Selama krisis ekonomi terburuk di negara itu, rakyat Sri Lanka saat ini membeli makan jauh lebih sedikit, dan begitu pula dengan bekerja.
"Sangat sulit untuk hidup, bahkan sepotong roti pun mahal," kata Pereira kepada AFP yang dikutip Channel News Asia di luar rumahnya yang sederhana di Slave Island, sebuah pemukiman miskin di ibu kota Kolombo.
"Jika kita makan satu, kita melewatkan yang lain," tambahnya.
Dengan enam anak dalam keluarga, pria berusia 74 tahun itu mengatakan, yang terbaik yang mampu mereka beli dalam beberapa pekan terakhir sesekali adalah ikan, yang kemudian dipotong kecil-kecil agar cukup untuk semua orang.
“Karena kami tidak punya banyak uang, terkadang kami memberikan ikan kepada anak-anak,” katanya. Orang dewasa, tambahnya, "hanya minum kuahnya".

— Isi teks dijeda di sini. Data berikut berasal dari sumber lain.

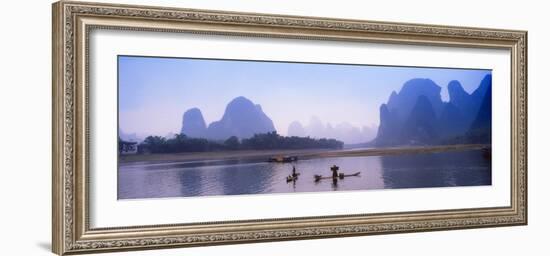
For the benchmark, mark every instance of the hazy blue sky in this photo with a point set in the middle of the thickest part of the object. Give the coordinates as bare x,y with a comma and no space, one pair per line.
155,92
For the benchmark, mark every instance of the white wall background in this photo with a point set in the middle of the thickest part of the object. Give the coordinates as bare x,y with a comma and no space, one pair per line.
25,150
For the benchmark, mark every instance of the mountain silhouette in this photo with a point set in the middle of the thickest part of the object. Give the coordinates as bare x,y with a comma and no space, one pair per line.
242,118
193,124
417,114
402,103
421,126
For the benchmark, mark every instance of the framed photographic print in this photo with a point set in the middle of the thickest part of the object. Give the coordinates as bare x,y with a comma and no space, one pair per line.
179,127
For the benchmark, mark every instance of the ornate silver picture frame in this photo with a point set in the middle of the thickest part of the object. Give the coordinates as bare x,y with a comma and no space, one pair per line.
73,213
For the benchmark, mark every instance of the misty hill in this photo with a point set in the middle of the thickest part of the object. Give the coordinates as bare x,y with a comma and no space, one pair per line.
132,137
402,103
480,130
193,124
345,132
421,125
242,118
417,115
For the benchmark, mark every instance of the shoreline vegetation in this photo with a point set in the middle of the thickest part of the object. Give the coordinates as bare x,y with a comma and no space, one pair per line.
300,153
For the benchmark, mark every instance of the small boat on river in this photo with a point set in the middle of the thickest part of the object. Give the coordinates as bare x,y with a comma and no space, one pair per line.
283,159
340,176
290,178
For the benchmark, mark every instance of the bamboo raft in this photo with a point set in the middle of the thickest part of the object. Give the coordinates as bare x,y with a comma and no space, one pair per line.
340,176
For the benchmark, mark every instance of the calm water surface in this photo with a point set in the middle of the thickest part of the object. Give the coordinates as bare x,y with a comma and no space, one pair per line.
236,177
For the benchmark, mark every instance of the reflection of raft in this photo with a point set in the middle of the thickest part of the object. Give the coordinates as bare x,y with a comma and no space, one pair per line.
290,178
283,159
340,175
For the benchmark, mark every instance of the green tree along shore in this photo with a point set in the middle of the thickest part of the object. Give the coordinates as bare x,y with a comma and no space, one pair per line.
264,141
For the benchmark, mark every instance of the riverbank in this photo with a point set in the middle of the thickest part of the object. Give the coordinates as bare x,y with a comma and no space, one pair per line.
301,154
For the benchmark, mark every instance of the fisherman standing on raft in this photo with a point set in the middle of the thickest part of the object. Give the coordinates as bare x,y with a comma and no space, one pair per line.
334,170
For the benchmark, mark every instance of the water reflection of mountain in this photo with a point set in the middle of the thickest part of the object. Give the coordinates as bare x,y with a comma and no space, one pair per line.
436,170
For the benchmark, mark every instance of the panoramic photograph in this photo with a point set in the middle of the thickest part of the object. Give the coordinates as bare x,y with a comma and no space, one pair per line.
210,127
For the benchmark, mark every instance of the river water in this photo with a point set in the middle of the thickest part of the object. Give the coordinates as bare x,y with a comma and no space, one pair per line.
237,177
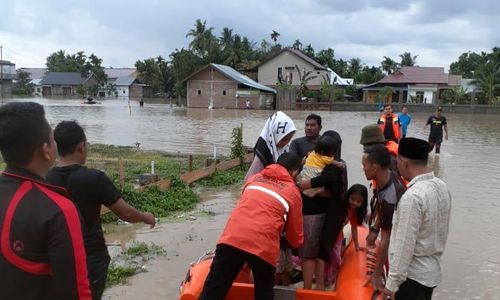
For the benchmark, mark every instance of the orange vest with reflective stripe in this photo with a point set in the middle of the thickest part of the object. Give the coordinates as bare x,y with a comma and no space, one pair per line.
395,125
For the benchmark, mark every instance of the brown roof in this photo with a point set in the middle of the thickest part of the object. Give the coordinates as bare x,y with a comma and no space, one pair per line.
454,79
416,75
301,55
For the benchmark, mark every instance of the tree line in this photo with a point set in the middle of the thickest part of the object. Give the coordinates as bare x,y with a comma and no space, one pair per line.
167,75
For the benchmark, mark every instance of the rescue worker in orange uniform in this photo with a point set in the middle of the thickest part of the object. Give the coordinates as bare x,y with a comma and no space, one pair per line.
269,206
389,124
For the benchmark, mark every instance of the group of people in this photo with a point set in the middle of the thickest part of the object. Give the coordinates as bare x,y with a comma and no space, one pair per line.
395,126
52,243
295,200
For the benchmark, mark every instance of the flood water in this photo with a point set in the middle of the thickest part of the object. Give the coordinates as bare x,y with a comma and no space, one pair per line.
469,164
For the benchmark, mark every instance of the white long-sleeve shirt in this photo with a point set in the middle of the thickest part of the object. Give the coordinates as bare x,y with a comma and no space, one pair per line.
419,232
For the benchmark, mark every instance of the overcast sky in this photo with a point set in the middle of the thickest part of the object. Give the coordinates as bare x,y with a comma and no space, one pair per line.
121,32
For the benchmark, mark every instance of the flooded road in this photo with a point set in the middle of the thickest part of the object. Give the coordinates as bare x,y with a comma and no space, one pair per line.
469,164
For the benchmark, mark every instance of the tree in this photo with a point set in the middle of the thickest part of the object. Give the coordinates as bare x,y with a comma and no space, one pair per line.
297,45
274,36
389,65
487,79
407,60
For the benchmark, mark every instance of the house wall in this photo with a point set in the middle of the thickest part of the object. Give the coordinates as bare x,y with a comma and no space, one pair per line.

Setelah dihantam oleh badai COVID-19, ekonomi di negara tersebut lantas turut diperparah oleh kondisi salah urus pemerintah. Putra Peirera, BG Rajitkumar, adalah pekerja listrik yang sudah berbulan-bulan tidak bekerja.
“Harga pangan naik setiap hari. Kenaikan harga eksponensial ini adalah hal paling mengerikan yang pernah saya hadapi,” katanya.
Inflasi makanan di Sri Lanka mencapai 80,1 persen pada tahun ini hingga Juni, menurut data resmi. Di toko sayur terdekat, penduduk membayar 1.000 rupee (sekitar Rp41 ribu) untuk satu kilo labu, dua kali lipat dari tiga bulan lalu. Pemilik toko, Mohamad Faizal, mengatakan beberapa pelanggannya sekarang hanya membeli 100 gram sekali.
"Harganya sudah naik. Alasan utamanya adalah tidak ada cara untuk mengangkut barang-barang itu karena tidak ada bahan bakar," katanya.